ーOOO-花王メリーズの使い心地を、オレがこの手で確かめる…ッ!

 最新鋭のハイテクをフル装備した紙おむつ・花王メリーズは、現在紙おむつのトップシェアを誇っている。
 その基本性能であるところの吸水性に関しては、もはや向かうところ敵無し。よって、目下の開発目標はユーザビリティの向上にある…。前回のレポートでは以上の点についてお伝えした。
 では実際に、紙おむつのユーザビリティの向上はどのように図られているのか?
 花王メリーズの使い心地を、オレがこの手で確かめる…ッ!
 赤ちゃんと、家族の笑顔のために…ッ!
  
 っつーことで、前回の記事に引き続いて、実際に発売当初の花王メリーズと最新のメリーズを並べたりして、あらゆる角度から比較してみたですよ。
 紙おむつには18種類くらいのさまざまな素材が複合的に使われています。
 また新素材の開発だけでなく、形状・デザイン面に関してもさまざまな試みが行われているのです。

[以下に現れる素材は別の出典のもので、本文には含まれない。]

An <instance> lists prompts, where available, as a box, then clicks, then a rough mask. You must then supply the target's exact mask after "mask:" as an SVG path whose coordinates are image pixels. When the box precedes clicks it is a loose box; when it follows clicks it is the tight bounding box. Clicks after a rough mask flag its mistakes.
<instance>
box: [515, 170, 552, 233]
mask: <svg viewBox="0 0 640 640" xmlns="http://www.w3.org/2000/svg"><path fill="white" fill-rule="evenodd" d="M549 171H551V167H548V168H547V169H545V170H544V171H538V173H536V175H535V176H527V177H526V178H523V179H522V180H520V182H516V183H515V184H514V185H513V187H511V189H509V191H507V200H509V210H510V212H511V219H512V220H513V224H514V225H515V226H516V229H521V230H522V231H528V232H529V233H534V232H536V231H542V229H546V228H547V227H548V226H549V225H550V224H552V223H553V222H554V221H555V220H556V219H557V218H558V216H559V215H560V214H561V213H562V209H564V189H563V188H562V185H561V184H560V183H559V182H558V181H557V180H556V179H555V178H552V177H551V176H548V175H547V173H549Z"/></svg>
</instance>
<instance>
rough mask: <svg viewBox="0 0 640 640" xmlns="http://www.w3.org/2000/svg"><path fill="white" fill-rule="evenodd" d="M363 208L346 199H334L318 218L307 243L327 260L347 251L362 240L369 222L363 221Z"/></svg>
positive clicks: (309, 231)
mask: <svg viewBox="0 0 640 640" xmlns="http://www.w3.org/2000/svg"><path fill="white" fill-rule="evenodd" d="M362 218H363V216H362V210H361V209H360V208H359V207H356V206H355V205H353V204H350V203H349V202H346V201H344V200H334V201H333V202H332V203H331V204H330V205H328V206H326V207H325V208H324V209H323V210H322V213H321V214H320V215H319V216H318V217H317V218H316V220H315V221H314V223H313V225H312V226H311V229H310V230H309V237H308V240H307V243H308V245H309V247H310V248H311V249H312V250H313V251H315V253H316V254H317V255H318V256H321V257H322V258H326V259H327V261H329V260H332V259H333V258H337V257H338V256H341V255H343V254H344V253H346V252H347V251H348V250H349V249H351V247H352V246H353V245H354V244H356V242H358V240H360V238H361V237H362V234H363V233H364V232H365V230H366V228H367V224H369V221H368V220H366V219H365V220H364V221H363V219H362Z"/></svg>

 何がどのように変わったのか? どのように進化したのか?
 そういった部分を、この手で実際に試してみました。

*1 締め付けない! そして蒸れない! 空気トンネルのギャザー

 
 なんだこりゃ? という感じのくしゃくしゃしたモノがありますが、これはメリーズのギャザー部分と同じ素材で出来た腕輪です。
 左側の短いモノが新開発ギャザー、右側の長いものがそれ以前のギャザーです。
 このように側面から見るとどうでしょう?
 左側の新開発ギャザーは見るからにふっくらしています。


 そのハイテクッぷりをこの手で確かめるべく、腕にはめてみました。
 下が新開発ギャザー、上の手首側が従来のギャザーです。
 広がり具合、ゴムの伸び具合はほぼ同一なのですが、締めつけ感が違います。

 1時間たってから、外してみました。
 左が新開発ギャザー、右が従来のギャザーです。
 右側の皮膚は、締め付けられて赤くなっています。
 最初の締めつけ感の印象が間違っていなかったことがわかります。

 この違いは、ゴムと紙(不織布?)の部分の接着の工夫によるものです。
 上の写真をもうちょっと注目してみてください。
 右側の従来のギャザーは、ゴムと不織布を接着してあります。
 左側の新開発ギャザーは、この全面接着をやめました。
 接着はギャザーの両端だけ。
 それ以外の部分は、点状に熱溶着(シール)してくっつけてあります。
 このシールの幅などを上手く工夫することで、肌を締め付けないふわふわしたギャザーが生まれました。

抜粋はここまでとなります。